DFW air again gets F for ground-level ozone from American Lung Association
Both Dallas and Tarrant counties received a failing grade for ozone pollution in this year’s “State of the Air” report.
The American Lung Association said the two counties remain among the worst for ground-level ozone.
Ozone gas can irritate and inflame a person’s airways and lungs. Exposure to it “can also shorten lives,” according to the report.
The association puts out the analysis annually, and the latest version, released Wednesday, covers 2019 to 2021. It said the number of unhealthy, high ozone days in DFW was fewer than in last year’s report.
“We are still one of the most polluted cities in the nation,” said Charlie Gagen, advocacy director covering Texas and Oklahoma for the association.
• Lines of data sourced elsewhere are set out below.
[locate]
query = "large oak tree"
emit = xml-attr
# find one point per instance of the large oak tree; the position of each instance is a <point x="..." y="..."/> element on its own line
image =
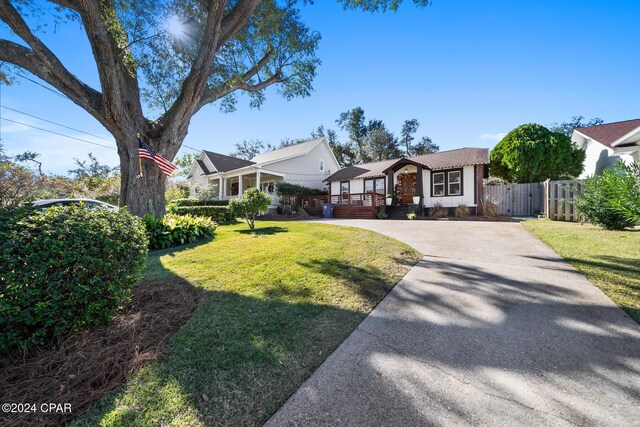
<point x="169" y="59"/>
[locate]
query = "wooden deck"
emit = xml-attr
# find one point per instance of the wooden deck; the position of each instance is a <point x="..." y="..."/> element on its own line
<point x="356" y="205"/>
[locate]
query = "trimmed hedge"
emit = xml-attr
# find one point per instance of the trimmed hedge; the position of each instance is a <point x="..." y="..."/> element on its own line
<point x="175" y="230"/>
<point x="198" y="202"/>
<point x="216" y="213"/>
<point x="64" y="268"/>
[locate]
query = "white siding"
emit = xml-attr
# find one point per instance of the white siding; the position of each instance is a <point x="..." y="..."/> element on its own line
<point x="305" y="170"/>
<point x="598" y="157"/>
<point x="468" y="191"/>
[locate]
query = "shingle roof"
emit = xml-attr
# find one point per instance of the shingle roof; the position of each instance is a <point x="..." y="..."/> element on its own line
<point x="225" y="163"/>
<point x="291" y="151"/>
<point x="442" y="160"/>
<point x="609" y="133"/>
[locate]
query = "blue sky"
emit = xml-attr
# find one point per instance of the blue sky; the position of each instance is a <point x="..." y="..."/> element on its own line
<point x="469" y="71"/>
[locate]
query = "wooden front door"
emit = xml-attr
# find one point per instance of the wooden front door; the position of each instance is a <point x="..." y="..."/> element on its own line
<point x="408" y="187"/>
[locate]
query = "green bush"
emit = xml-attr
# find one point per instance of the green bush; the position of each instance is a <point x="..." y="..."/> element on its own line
<point x="198" y="202"/>
<point x="289" y="189"/>
<point x="64" y="268"/>
<point x="611" y="200"/>
<point x="253" y="202"/>
<point x="216" y="213"/>
<point x="175" y="230"/>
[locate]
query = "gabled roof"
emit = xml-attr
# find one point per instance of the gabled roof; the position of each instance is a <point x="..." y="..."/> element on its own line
<point x="287" y="152"/>
<point x="224" y="163"/>
<point x="443" y="160"/>
<point x="607" y="134"/>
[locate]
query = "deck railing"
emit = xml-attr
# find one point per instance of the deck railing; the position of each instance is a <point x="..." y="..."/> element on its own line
<point x="351" y="199"/>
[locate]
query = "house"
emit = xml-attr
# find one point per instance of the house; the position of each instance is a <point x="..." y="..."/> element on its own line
<point x="448" y="178"/>
<point x="606" y="144"/>
<point x="307" y="163"/>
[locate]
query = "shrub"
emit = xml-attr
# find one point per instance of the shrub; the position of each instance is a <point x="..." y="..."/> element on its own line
<point x="253" y="202"/>
<point x="489" y="207"/>
<point x="175" y="230"/>
<point x="198" y="202"/>
<point x="289" y="189"/>
<point x="611" y="200"/>
<point x="462" y="211"/>
<point x="64" y="268"/>
<point x="438" y="211"/>
<point x="216" y="213"/>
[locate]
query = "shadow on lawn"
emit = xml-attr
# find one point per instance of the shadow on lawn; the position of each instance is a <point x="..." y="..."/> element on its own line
<point x="264" y="231"/>
<point x="239" y="358"/>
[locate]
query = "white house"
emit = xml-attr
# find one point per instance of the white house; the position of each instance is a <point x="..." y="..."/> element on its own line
<point x="448" y="178"/>
<point x="606" y="144"/>
<point x="307" y="163"/>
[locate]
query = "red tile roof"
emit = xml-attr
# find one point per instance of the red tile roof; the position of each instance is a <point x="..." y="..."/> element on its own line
<point x="610" y="132"/>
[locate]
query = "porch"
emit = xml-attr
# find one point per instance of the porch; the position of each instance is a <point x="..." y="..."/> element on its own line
<point x="355" y="205"/>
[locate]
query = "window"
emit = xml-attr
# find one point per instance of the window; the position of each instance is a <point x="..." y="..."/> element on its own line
<point x="374" y="185"/>
<point x="446" y="183"/>
<point x="454" y="180"/>
<point x="344" y="187"/>
<point x="438" y="184"/>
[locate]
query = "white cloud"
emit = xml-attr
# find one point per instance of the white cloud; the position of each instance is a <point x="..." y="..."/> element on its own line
<point x="493" y="136"/>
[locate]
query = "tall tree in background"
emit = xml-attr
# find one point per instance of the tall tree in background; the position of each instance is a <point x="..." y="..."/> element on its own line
<point x="575" y="122"/>
<point x="424" y="146"/>
<point x="409" y="128"/>
<point x="533" y="153"/>
<point x="172" y="56"/>
<point x="353" y="122"/>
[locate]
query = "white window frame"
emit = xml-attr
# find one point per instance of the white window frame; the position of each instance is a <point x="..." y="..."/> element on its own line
<point x="450" y="182"/>
<point x="442" y="184"/>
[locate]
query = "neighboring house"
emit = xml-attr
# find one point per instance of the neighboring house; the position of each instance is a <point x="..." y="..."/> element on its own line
<point x="307" y="163"/>
<point x="448" y="178"/>
<point x="606" y="144"/>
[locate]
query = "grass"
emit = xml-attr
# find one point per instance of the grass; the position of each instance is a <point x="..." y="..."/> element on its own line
<point x="276" y="303"/>
<point x="609" y="259"/>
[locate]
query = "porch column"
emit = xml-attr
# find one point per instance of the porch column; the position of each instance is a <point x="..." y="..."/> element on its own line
<point x="390" y="189"/>
<point x="419" y="188"/>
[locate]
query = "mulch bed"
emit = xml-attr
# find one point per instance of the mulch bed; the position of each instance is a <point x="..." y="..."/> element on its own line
<point x="82" y="367"/>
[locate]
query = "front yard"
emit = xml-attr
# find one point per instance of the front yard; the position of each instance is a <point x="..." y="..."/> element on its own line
<point x="275" y="304"/>
<point x="609" y="259"/>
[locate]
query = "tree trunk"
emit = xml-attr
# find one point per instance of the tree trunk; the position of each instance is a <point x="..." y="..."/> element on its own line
<point x="145" y="194"/>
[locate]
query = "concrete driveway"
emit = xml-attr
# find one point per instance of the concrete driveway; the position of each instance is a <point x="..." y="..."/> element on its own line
<point x="490" y="328"/>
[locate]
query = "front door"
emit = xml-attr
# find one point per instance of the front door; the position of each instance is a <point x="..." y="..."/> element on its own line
<point x="408" y="187"/>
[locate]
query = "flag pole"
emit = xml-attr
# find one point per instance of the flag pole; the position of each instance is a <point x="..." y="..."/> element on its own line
<point x="139" y="160"/>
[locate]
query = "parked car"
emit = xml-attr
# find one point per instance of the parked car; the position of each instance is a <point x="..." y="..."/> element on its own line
<point x="90" y="203"/>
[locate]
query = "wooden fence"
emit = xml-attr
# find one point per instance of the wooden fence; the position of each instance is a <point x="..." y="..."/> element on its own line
<point x="517" y="199"/>
<point x="551" y="197"/>
<point x="558" y="198"/>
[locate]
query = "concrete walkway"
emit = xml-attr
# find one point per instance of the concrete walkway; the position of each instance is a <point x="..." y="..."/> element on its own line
<point x="490" y="328"/>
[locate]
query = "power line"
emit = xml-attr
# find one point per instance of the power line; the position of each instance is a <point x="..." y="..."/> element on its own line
<point x="60" y="94"/>
<point x="55" y="123"/>
<point x="59" y="134"/>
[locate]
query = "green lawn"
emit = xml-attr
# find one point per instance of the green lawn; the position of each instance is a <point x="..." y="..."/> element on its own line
<point x="609" y="259"/>
<point x="276" y="303"/>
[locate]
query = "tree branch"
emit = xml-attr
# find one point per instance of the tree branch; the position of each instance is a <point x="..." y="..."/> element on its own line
<point x="215" y="93"/>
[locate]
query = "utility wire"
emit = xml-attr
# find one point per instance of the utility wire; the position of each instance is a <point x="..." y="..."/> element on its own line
<point x="59" y="134"/>
<point x="55" y="123"/>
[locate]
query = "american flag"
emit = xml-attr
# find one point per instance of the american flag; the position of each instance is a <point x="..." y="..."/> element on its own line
<point x="145" y="151"/>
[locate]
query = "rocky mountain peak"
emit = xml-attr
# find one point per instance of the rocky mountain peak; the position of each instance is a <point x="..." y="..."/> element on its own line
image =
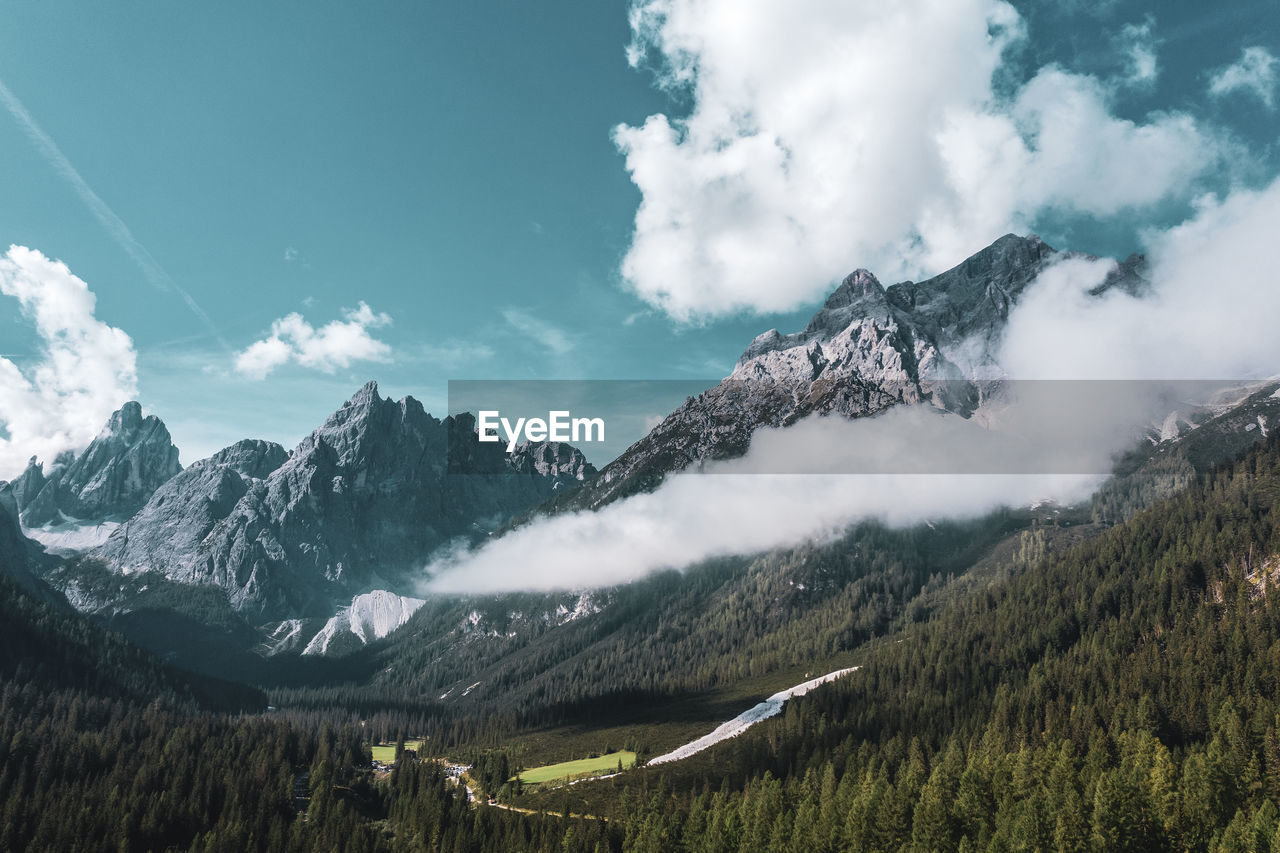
<point x="362" y="502"/>
<point x="113" y="478"/>
<point x="126" y="422"/>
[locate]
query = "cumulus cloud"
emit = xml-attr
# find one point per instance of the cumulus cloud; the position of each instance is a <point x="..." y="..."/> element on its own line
<point x="823" y="135"/>
<point x="85" y="368"/>
<point x="1253" y="73"/>
<point x="1138" y="46"/>
<point x="334" y="345"/>
<point x="1210" y="314"/>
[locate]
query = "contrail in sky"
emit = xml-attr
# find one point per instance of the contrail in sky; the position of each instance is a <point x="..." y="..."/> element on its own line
<point x="114" y="226"/>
Ground-level ozone forms when pollution like nitrogen oxides or volatile organic compounds combine under sunlight. The resulting gas can travel far from where it originally forms in the lower atmosphere.
As for harmful short-term particulate matter, DFW did see a reduction in its number of unhealthy days, although year-round levels were a bit higher than last year.
But getting an accurate picture of particle pollution can be difficult. The report uses data drawn from EPA monitors, and there are very few in North Texas that detect particulate matter. Plus, not all the EPA’s monitors are located near industrial polluters.
“Where they are in the county can have a big impact on what the data they collect is,” Gagen said.
Activists, colleges, and some local governments have been mounting low-cost air sensors on their own and displaying the readings on an online map. The map also shows the location of major air pollution permits.
The State of the Air report calls on the EPA to strengthen air pollution regulations. While the agency is currently proposing an annual standard of 9 to 10 micrograms per cubic meter for the fine, inhalable particles called PM 2.5, the report states it should be tougher.
“The new standard should be set at 8 micrograms per cubic meter annually … to protect those at greatest risk of harm,” it reads.
The association said residents can help reduce dirty air by walking and biking more, taking public transportation, or switching to an electric car. Local governments can help by transitioning their fleets to electric vehicles.
There is also an important role for state governments in cleaning up the air.
“At the state level, obviously it’s cracking down on big polluters, investing in electric vehicle charging stations,” Gagen said. "And then increasing renewable energy so that we’re less reliant on high-polluting energy.”